家臣たちが籠城を主張したにもかかわらず、浜松城から出撃してしまった家康は、老獪な信玄に徹底的に打ち負かされました。
家臣たちが自分の身代わりとなり、目の前で次々と倒されていく光景を目の当たりにした家康はなんと、うんこを漏らしながら浜松城へ逃げ帰りました。
そんな逃げっぷりと、汚れた褌(ふんどし)を見て城にいた家臣に「なんと情けない」と言われたのに対して、家康は「これはクソではなく、腰につけていたミソだ」と、驚きの反論をしました。
ただ、一方で、家康はこの経験をバネにするため、うんこを漏らした状態の情けない姿と変なポーズをした肖像画をあえて残させました。
苦渋に満ちた表情の家康。
ことあるごとにこの絵を見て己の慢心を戒めたと言われています。
そしてこの戦いから31年後に天下統一を実現しました。
なお、最近、この「しかみ像」を忠実に立体化したものが作製され、浜松市博物館に展示されています。

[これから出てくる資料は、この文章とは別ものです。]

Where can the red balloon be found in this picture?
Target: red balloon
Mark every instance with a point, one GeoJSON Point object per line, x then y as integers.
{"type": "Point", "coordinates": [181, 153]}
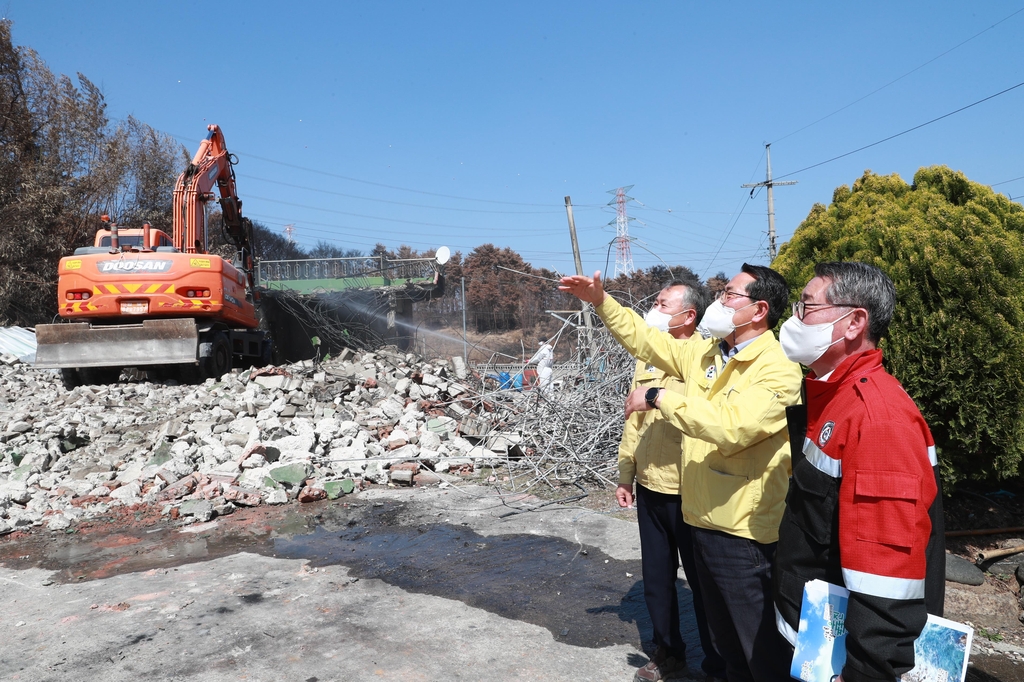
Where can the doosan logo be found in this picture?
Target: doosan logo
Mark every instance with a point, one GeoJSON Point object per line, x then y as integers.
{"type": "Point", "coordinates": [134, 265]}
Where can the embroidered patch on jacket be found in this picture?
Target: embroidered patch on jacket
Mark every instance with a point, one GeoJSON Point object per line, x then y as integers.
{"type": "Point", "coordinates": [825, 433]}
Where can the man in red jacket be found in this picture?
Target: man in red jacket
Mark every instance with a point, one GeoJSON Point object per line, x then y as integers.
{"type": "Point", "coordinates": [864, 508]}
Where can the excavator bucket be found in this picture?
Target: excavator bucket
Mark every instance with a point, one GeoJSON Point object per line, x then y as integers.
{"type": "Point", "coordinates": [84, 345]}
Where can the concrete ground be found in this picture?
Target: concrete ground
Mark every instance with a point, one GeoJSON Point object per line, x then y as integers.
{"type": "Point", "coordinates": [256, 614]}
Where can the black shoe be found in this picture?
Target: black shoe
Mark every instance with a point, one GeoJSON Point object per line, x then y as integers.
{"type": "Point", "coordinates": [663, 666]}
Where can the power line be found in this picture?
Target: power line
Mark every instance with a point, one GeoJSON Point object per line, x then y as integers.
{"type": "Point", "coordinates": [886, 139]}
{"type": "Point", "coordinates": [370, 182]}
{"type": "Point", "coordinates": [387, 201]}
{"type": "Point", "coordinates": [915, 69]}
{"type": "Point", "coordinates": [378, 217]}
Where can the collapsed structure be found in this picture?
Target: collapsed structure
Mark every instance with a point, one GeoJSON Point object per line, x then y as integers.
{"type": "Point", "coordinates": [305, 431]}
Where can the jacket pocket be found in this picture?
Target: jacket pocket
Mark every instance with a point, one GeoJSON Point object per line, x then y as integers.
{"type": "Point", "coordinates": [885, 505]}
{"type": "Point", "coordinates": [811, 502]}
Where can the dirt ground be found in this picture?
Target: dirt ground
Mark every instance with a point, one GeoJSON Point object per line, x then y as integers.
{"type": "Point", "coordinates": [121, 542]}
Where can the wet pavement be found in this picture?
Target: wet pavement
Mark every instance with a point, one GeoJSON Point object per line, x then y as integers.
{"type": "Point", "coordinates": [570, 574]}
{"type": "Point", "coordinates": [573, 573]}
{"type": "Point", "coordinates": [581, 595]}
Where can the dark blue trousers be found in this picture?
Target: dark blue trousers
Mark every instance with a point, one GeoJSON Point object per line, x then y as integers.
{"type": "Point", "coordinates": [665, 539]}
{"type": "Point", "coordinates": [735, 579]}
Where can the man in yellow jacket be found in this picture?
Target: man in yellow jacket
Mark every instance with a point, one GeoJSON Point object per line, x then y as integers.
{"type": "Point", "coordinates": [736, 456]}
{"type": "Point", "coordinates": [651, 455]}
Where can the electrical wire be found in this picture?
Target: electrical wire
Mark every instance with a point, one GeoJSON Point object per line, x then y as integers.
{"type": "Point", "coordinates": [916, 127]}
{"type": "Point", "coordinates": [348, 178]}
{"type": "Point", "coordinates": [1013, 179]}
{"type": "Point", "coordinates": [387, 201]}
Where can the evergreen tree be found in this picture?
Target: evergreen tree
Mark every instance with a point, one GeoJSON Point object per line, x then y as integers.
{"type": "Point", "coordinates": [953, 249]}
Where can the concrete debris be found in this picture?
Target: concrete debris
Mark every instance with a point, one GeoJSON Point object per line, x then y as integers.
{"type": "Point", "coordinates": [302, 432]}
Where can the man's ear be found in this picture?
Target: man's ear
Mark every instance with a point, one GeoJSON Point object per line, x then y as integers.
{"type": "Point", "coordinates": [762, 311]}
{"type": "Point", "coordinates": [858, 325]}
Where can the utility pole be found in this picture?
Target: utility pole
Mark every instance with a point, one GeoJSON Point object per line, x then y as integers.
{"type": "Point", "coordinates": [624, 255]}
{"type": "Point", "coordinates": [579, 263]}
{"type": "Point", "coordinates": [769, 183]}
{"type": "Point", "coordinates": [465, 349]}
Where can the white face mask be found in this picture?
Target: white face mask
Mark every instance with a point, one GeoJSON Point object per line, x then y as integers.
{"type": "Point", "coordinates": [806, 343]}
{"type": "Point", "coordinates": [659, 321]}
{"type": "Point", "coordinates": [718, 320]}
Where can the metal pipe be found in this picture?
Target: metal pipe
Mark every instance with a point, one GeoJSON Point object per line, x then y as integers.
{"type": "Point", "coordinates": [984, 531]}
{"type": "Point", "coordinates": [994, 554]}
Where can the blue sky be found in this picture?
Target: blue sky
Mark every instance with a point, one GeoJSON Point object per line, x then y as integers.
{"type": "Point", "coordinates": [465, 123]}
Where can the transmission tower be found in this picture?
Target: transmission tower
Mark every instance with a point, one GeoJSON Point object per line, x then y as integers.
{"type": "Point", "coordinates": [772, 251]}
{"type": "Point", "coordinates": [624, 255]}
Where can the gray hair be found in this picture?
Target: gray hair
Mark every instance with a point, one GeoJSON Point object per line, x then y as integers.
{"type": "Point", "coordinates": [696, 296]}
{"type": "Point", "coordinates": [862, 286]}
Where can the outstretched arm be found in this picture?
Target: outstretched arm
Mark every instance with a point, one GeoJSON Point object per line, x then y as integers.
{"type": "Point", "coordinates": [586, 289]}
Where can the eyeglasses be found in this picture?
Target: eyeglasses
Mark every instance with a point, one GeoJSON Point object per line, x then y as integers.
{"type": "Point", "coordinates": [725, 296]}
{"type": "Point", "coordinates": [800, 307]}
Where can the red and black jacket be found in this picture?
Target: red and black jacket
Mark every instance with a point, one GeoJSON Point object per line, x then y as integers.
{"type": "Point", "coordinates": [864, 511]}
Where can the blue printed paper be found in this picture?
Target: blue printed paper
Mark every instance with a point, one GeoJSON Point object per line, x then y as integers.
{"type": "Point", "coordinates": [941, 650]}
{"type": "Point", "coordinates": [820, 649]}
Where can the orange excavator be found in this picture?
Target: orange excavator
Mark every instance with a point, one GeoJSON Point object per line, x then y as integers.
{"type": "Point", "coordinates": [141, 298]}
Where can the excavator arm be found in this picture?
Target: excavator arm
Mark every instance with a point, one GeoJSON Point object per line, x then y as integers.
{"type": "Point", "coordinates": [211, 166]}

失敗したことを決して忘れないことが大切であるという話です。
家康の人生の中では、この三方ヶ原の敗戦こそが最大のターニングポイントになっています。
負けたところがスタートラインです。
あり得ないくらいの負けを経験したら、もはやそこから立ち直っていくしかありません。
1学期の終業式の日に、自分は「夏休みは失敗できるチャンスだ」という話をしました。
夏休みは大きな失敗をしやすい要因がたくさんあります。
「失敗しないようにしよう」と思っても、失敗してしまうものです。
でも、自分で失敗してみないと、生きた経験にならないのです。
挫折してもがき苦しむことも大事です。
目も当てられないくらいの大失敗であったとしてもそこから立て直せば良いのです。
後悔しても過ぎた時間は戻ってきませんが、失敗という貴重な機会を生かすことはできます。
自分で失敗の原因を見つめ直して、今後の対策を立て、ターニングポイントにしていきましょう。